Many years ago I collected a short song from Walter Pardon. The song was called The Harland Road and went like this:

HARLAND ROAD

Come and see the Kaiser, all on the Harland Road.
Come to the back and [see?] the place where I abode.
You mustn't touch a rabbit, or anything that's there
'Til up to Harland Sitting, you surely will appear.

Lies when you're sleeping, lies when you're dead.
Lies all around you, lies on your head.
Oh, if you are a liar, you know you're very wrong,
For liar is the Kaiser's song.

Walter sang the words to the tune "Rosalie the Prairie Flower", a song that had been written in 1858 by the American composer George Frederick Root (1820 - 95), who was also known as 'G. Frederick Wurzel', and I included the The Harland Road on the Musical Traditions double-CD set "Put a Bit of Powder on it, Father - the other songs of Walter Pardon" (Musical Traditions MT CD 305-6).

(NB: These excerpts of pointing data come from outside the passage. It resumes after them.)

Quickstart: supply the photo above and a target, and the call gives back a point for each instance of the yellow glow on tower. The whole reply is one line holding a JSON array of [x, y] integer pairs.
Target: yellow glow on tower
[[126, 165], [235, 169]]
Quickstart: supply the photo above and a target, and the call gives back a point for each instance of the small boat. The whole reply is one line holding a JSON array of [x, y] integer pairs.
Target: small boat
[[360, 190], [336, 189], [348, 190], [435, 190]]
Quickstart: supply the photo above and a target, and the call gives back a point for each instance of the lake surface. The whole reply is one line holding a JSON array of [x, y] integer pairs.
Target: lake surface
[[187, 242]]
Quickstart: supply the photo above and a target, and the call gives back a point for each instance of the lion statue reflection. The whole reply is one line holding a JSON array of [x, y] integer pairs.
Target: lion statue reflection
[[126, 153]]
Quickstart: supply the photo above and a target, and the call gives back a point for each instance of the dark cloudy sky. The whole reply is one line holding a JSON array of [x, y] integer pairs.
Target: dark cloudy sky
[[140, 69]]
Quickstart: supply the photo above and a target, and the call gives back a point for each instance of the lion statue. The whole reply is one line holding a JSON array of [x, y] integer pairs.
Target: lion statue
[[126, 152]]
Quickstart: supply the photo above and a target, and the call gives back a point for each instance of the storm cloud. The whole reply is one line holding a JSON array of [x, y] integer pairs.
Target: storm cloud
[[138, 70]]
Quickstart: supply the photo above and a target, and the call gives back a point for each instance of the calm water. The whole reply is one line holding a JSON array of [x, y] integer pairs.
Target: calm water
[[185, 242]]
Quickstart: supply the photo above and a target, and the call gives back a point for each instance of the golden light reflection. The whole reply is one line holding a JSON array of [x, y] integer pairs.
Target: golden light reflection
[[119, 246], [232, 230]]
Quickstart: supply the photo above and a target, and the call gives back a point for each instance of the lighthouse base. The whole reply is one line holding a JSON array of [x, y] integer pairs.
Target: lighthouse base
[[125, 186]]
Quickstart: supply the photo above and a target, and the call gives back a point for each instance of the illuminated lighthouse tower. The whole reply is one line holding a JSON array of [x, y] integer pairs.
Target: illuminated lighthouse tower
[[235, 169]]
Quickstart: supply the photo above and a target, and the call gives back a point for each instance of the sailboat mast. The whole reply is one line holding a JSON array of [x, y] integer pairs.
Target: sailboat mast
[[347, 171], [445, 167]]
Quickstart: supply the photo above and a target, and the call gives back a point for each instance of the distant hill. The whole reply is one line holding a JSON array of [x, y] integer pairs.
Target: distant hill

I had not been able to trace any other version of the song. Later, in 2007, I put forward a couple of suggestions on the Musical Traditions website, possibly linking the song to the First World War, though others suggested that I could be wrong and that it was a purely local Norfolk song.

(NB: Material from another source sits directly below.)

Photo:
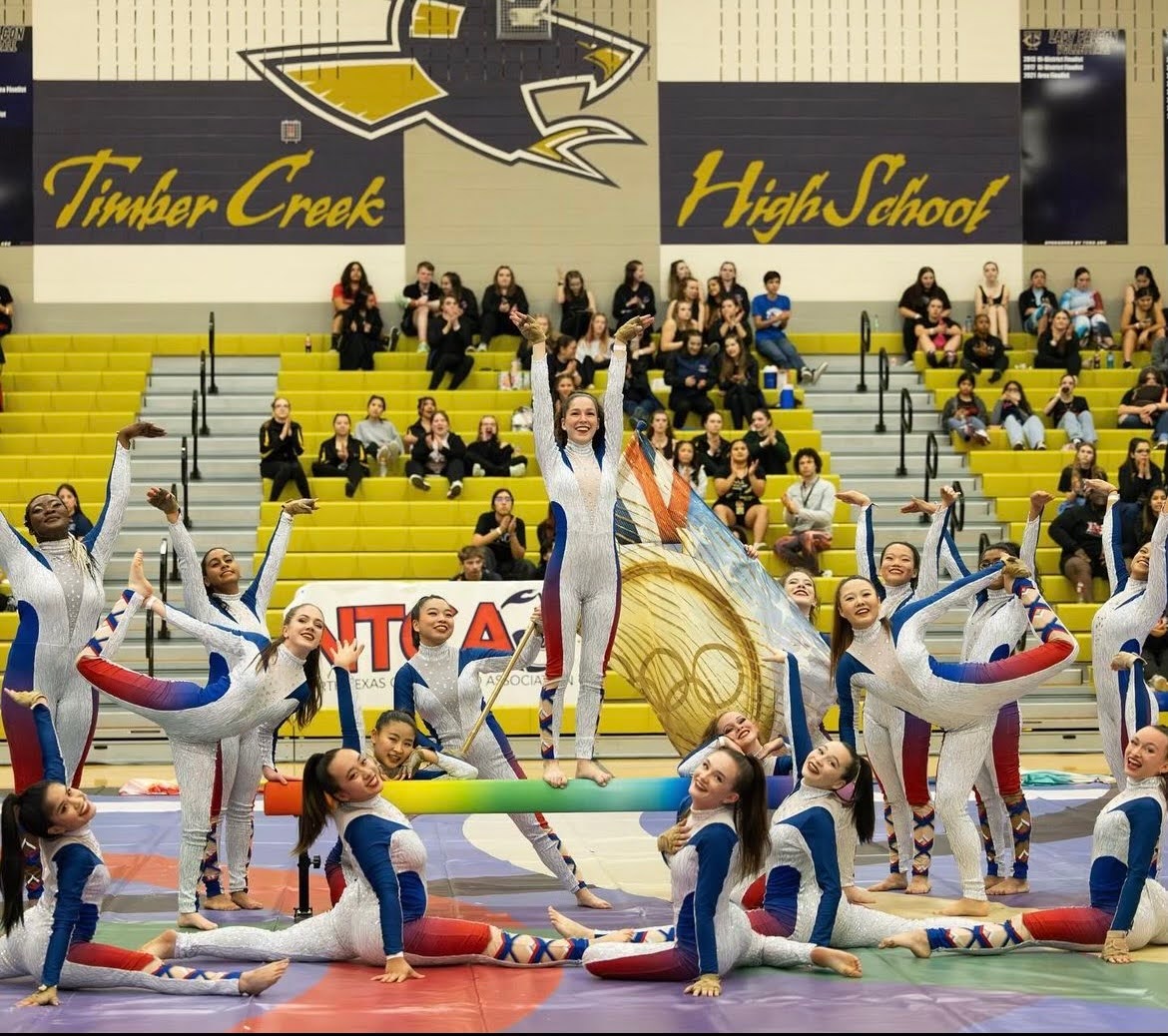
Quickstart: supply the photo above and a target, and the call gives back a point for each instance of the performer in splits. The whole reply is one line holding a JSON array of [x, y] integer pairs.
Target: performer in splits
[[57, 582], [1128, 906], [53, 940], [381, 917], [440, 684], [212, 595], [578, 450], [266, 683]]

My suggestions went as follows:

To begin with, in 1914, men from the Belfast ship making firm of Harland & Wolff joined the Ulster Division, which managed to raise thirteen battalions for the three Irish Regiments - the Royal Enniskillen Fusiliers, the Royal Irish Fusiliers and the Royal Irish Rifles - then based in Ulster. Today there is a rather faded memorial to the Harland & Wolff dead that can be seen attached to the seaward wall of the Thompson Dock pump house in Belfast. During the Great War it was often the case that men from one part of the country, or from one town for that matter, would fight side by side in the same battalion. If the Harland & Wolf volunteers were kept together, then there is a possibility that their trenches could have been known locally as 'the Harland Road'.

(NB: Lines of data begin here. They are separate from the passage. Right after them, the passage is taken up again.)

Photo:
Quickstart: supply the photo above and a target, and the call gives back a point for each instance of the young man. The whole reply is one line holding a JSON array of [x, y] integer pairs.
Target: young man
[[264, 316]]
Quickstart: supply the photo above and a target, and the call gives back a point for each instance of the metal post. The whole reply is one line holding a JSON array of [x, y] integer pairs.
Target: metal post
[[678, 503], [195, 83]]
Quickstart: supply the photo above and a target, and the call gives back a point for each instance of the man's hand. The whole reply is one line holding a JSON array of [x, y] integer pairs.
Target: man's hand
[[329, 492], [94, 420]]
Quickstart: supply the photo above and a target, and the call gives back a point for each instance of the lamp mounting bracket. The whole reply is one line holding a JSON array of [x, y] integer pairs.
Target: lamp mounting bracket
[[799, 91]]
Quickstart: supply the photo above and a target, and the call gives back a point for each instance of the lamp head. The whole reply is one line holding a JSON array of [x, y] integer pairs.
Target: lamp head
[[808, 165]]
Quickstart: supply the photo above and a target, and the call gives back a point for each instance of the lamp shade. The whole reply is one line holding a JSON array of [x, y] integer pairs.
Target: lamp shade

My second suggestion concerns events that occurred during the period 9th - 14th April, 1917, at the Battle of Vimy Ridge. There were strong German defences along the ridge and the Germans had repulsed several previous attacks against their positions. However, on the 9th April, 1917, the 46th Canadian Infantry Battalion (South Saskatchewan) - codenamed 'Harland' - attacked the ridge during a particularly thick snowstorm and captured most of the German emplacements. On the 13th April, Canadian soldiers crossed over the ridge and passed through the villages of Angres and Givenchy. They were later relieved by men from the 1st Duke of Cornwall's Light Infantry. Could it be that these latter men followed the Canadian troops up 'the Harland Road', that had been so-named because of the Canadian's code word?

Now, a good few years later, I am still at a loss to say exactly where this song came from, or what it is actually all about. Can anyone help?